O livro é um convite à lucidez, um mapa sobre como se constrói um time com coerência, planejamento e propósito.

Barroca apresentou o futebol em sua forma mais humana: o jogo como consequência de decisões.
De escolhas que carregam dúvida, coragem e sensibilidade. Falou da mãe, dona Conceição, da esposa, dos filhos e dos professores que o ensinaram a ver o campo com os olhos de quem educa. Agradeceu ao auxiliar Felipe Lucena, que ficou em Maceió mantendo os treinos, e emocionou-se ao lado de Paulo Angioni, a quem chama de pai da bola.

Angioni retribuiu com a frase mais emocionada da noite: “Esse menino Eduardo é um filho.”
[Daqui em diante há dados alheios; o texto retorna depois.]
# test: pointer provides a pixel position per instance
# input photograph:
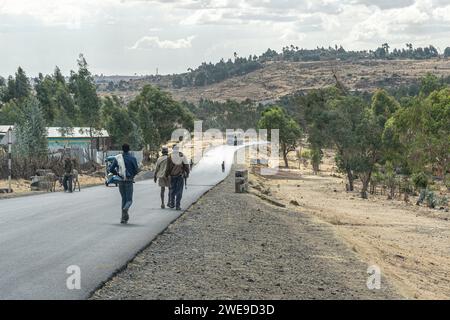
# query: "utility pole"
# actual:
(9, 158)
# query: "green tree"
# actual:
(158, 115)
(22, 87)
(342, 120)
(429, 83)
(30, 131)
(82, 86)
(289, 131)
(120, 125)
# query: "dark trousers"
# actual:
(176, 191)
(126, 191)
(67, 182)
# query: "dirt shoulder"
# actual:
(410, 244)
(237, 246)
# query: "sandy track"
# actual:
(236, 246)
(411, 244)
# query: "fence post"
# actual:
(9, 158)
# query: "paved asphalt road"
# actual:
(41, 235)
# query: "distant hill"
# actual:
(278, 78)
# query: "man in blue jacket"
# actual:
(126, 167)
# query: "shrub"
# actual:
(420, 180)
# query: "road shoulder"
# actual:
(237, 246)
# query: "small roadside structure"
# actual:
(66, 138)
(78, 137)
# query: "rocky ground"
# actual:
(237, 246)
(280, 78)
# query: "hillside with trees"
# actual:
(273, 74)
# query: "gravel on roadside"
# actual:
(237, 246)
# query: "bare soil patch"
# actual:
(411, 244)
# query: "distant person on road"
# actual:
(68, 175)
(160, 175)
(177, 170)
(126, 168)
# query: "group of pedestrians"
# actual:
(172, 171)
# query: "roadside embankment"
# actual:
(238, 246)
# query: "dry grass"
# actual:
(410, 243)
(277, 79)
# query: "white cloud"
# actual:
(44, 33)
(152, 42)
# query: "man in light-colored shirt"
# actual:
(160, 175)
(177, 170)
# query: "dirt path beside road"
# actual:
(411, 244)
(237, 246)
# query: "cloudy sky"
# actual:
(139, 36)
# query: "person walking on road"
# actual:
(68, 175)
(126, 168)
(177, 170)
(160, 175)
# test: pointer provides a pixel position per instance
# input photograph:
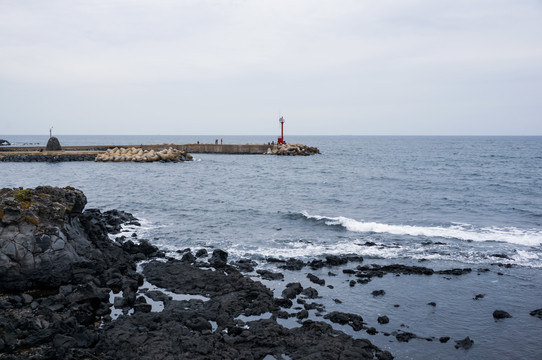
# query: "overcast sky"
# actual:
(367, 67)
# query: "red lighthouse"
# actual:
(281, 138)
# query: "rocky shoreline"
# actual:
(62, 276)
(67, 290)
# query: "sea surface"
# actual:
(438, 202)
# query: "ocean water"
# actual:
(439, 202)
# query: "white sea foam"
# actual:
(528, 237)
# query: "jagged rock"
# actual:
(71, 319)
(354, 320)
(292, 150)
(141, 155)
(383, 319)
(219, 258)
(268, 275)
(315, 279)
(292, 290)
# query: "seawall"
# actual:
(189, 148)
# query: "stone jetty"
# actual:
(292, 150)
(145, 153)
(141, 155)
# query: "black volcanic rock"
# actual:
(55, 295)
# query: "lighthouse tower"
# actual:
(281, 138)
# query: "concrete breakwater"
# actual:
(292, 150)
(46, 158)
(141, 155)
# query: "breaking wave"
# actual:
(531, 237)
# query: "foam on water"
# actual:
(527, 237)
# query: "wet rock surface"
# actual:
(46, 313)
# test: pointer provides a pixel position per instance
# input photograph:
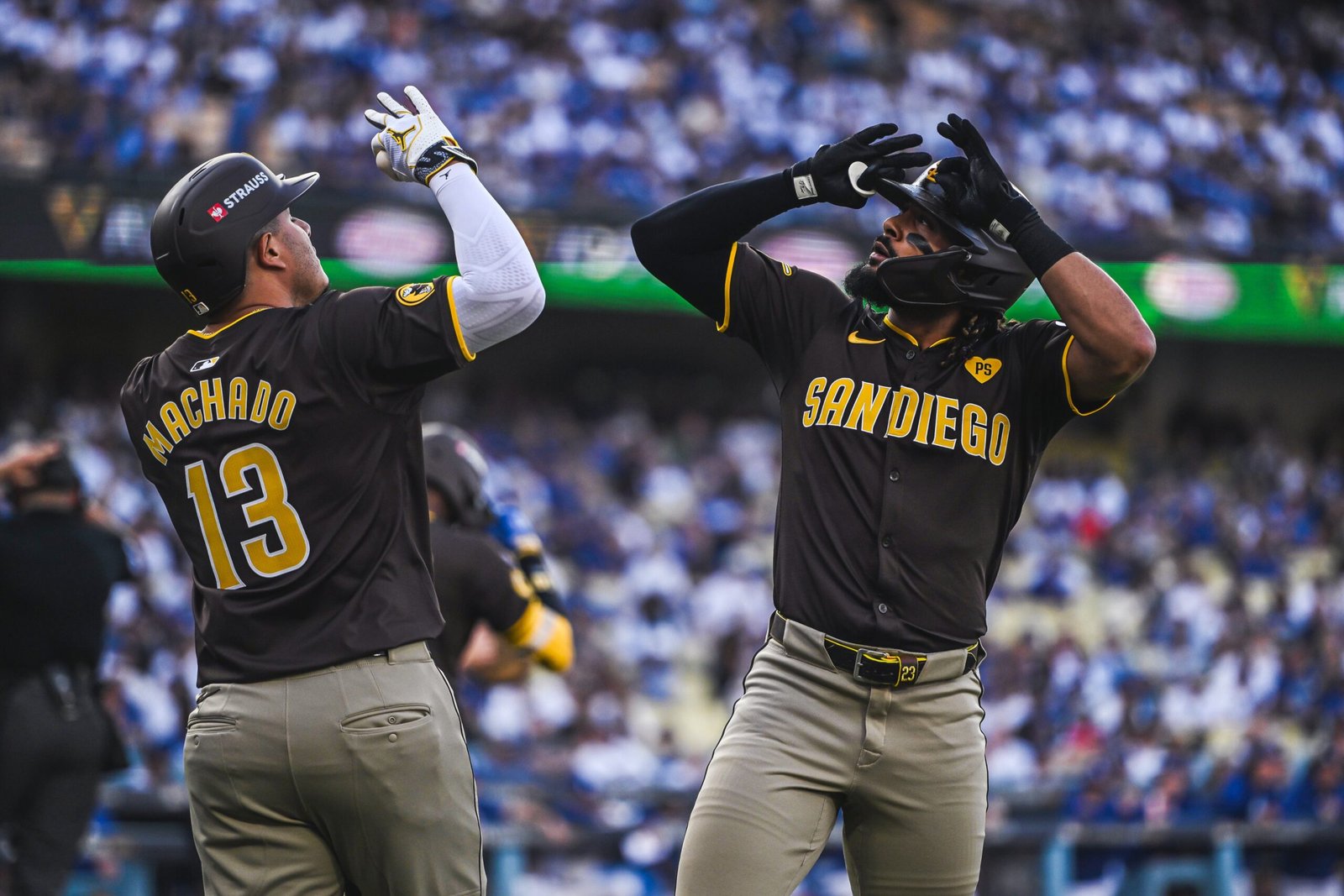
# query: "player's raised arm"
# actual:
(687, 244)
(1112, 343)
(499, 291)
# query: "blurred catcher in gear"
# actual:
(490, 571)
(326, 752)
(913, 419)
(57, 570)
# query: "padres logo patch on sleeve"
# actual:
(414, 293)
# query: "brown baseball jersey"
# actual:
(475, 580)
(300, 564)
(902, 473)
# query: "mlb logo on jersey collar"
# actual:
(983, 369)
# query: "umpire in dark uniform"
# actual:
(55, 574)
(488, 569)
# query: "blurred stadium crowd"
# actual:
(1167, 637)
(1200, 127)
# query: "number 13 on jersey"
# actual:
(270, 506)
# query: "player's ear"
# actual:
(269, 253)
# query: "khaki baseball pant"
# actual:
(354, 777)
(905, 765)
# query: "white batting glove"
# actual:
(413, 145)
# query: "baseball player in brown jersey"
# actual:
(487, 574)
(326, 752)
(909, 443)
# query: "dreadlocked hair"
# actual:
(976, 328)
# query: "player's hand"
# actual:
(844, 174)
(976, 187)
(413, 145)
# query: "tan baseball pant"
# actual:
(906, 766)
(354, 777)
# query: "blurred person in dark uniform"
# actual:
(55, 573)
(501, 606)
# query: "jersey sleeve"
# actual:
(1042, 351)
(386, 342)
(774, 307)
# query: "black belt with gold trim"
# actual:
(885, 667)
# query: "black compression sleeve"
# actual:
(687, 244)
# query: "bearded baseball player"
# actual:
(326, 752)
(909, 443)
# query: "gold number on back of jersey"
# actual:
(270, 506)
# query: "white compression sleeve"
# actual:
(499, 291)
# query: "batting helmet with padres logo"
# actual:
(980, 269)
(456, 468)
(206, 223)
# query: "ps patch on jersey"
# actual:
(414, 293)
(983, 369)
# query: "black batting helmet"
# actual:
(979, 270)
(456, 468)
(205, 224)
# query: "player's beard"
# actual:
(862, 282)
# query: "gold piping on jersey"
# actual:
(457, 325)
(887, 322)
(197, 332)
(214, 401)
(1068, 389)
(727, 284)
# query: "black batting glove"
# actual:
(844, 174)
(976, 187)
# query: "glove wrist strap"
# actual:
(1038, 244)
(437, 157)
(801, 183)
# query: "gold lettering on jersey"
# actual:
(902, 412)
(974, 429)
(281, 410)
(945, 422)
(867, 406)
(192, 416)
(213, 399)
(158, 445)
(181, 418)
(239, 399)
(812, 398)
(924, 417)
(837, 396)
(174, 422)
(999, 439)
(260, 402)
Havia ali nomes que ajudaram a construir o futebol brasileiro nas últimas décadas, como Joel Santana, René Simões, Zé Ricardo, Cléber Xavier, Gilson Kleina e Antônio Melo, além de ex-atletas como Joel Carli, Fernando e Valdir Bigode.
Gerações diferentes, visões distintas, unidas por um mesmo ideal: o de um futebol mais consciente, mais preparado e mais digno do país que se orgulha de ser o berço da bola.

Durante a conversa com a imprensa, conduzida por Ricardo Gonzalez, do SporTV, Barroca foi questionado sobre sua relação com a crônica esportiva.
Citou meu nome com generosidade ao falar da importância de se discutir o jogo com respeito e independência.
A lembrança me honrou. E serviu, mais uma vez, como lembrete de que o jornalismo que pensa o futebol é tão essencial quanto o treinador que o estuda.

Entre os presentes, representantes de grandes clubes e técnicos consagrados.
Fui o único alagoano na plateia, diante do escudo do CRB estampado no banner de apoio à obra. Mas, curiosamente, o clube não mandou ninguém.
Pequeno detalhe, grande sinal.
Enquanto o técnico representava Alagoas em um dos eventos mais importantes do pensamento esportivo recente, o clube que ele comanda preferiu o conforto da ausência.
É o retrato fiel de um modelo mental que ainda governa boa parte do futebol brasileiro: o de que pensar é perda de tempo.
A velha crença de que basta correr, treinar e rezar por um gol salvador no fim.

Só que o futebol moderno não tem espaço para esse tipo de ingenuidade.
O jogo é complexo, exige leitura, método e interpretação.

Quem não entende isso continua jogando uma partida que o mundo já terminou há tempos.
Modelo de Trabalho é um lembrete de que o jogo também se vence com ideias.
E de que o respeito ao futebol começa, invariavelmente, pela disposição de compreendê-lo.